Hoi An

Weltkulturerbe: Schmelztiegel Hoi An

Weltkulturerbe: Schmelztiegel Hoi An

Die Küstenstadt mit chinesischem Flair war vom 16.-19. Jahrhundert eine bedeutende Hafenstadt, in der sich Chinesen, Holländer und Japaner niedergelassen haben. In den Jahrhunderten sind ihre kulturellen Einflüsse mit den Einheimischen zu einer harmonischen Einheit verschmolzen, weshalb die Altstadt zum UNESCO-Weltkulturerbe erklärt wurde. Seit der französischen Kolonialherrschaft ist Da Nang die wichtigere Handelsstadt, sodass in Hoi An vieles erhalten blieb. Die Sehenswürdigkeiten liegen auf engem Raum und sind zu Fuß erreichbar.



Sehenswürdigkeiten Hoi An


Restaurant: Streets International

Hier erhalten Straßenkinder und benachteiligte Jugendliche eine Ausbildung in der Gastronomie.
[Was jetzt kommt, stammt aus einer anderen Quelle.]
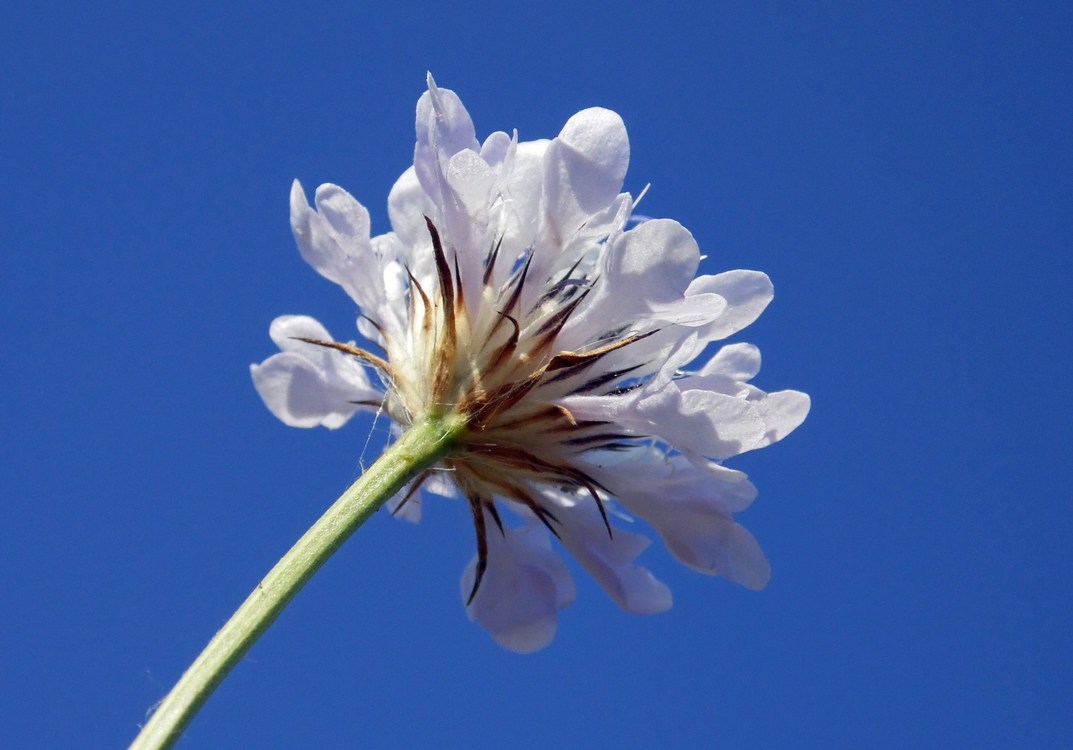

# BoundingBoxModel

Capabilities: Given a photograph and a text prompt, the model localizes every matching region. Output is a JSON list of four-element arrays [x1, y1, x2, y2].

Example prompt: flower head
[[251, 76, 809, 651]]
www.streetsinternational.org


My Son

Als im Jahre 1885 französische Soldaten auf einem Patrouillengang in dem von grünen Hügeln umgebenen Tal von My Son auf die Tempelruinen stießen, ahnten sie nicht, dass sie das wichtigste kulturelle und religiöse Zentrum der Cham entdeckt hatten. 20 km von ihrer Hauptstadt Simhapura entfernt, errichteten hier ab dem 4. Jh. die Herrscher von Champa fast ein halbes Jahrhundert lang Heiligtümer. My Son wurde unter König Bhadravarman im späten 4. Jh. zum religiösen Mittelpunkt und blieb es bis ins 13. Jh. Dies ist die längste Entwicklungsperiode für ein Baudenkmal in Südostasien. In My Son gedachten die Champa ihrer Vorfahren, die nach ihrer Einäscherung in Sanktuarien beigesetzt wurden. Und hier hielten sie vor allem Opferrituale ab für den obersten hinduistischen Gott Shiva, den Herrn aller irdischer Schöpfung sowie auch deren Vernichtung, unter dessen Obhut ihr Reich und ihre Dynastie standen. My Son war für Champa die Entsprechung der bedeutenden Städte der anderen indisch beeinflussten Kulturen Südostasiens: Angkor (Kambodscha), Pagan (Burma), Ayuthaya (Thailand) und Borobodur (Java).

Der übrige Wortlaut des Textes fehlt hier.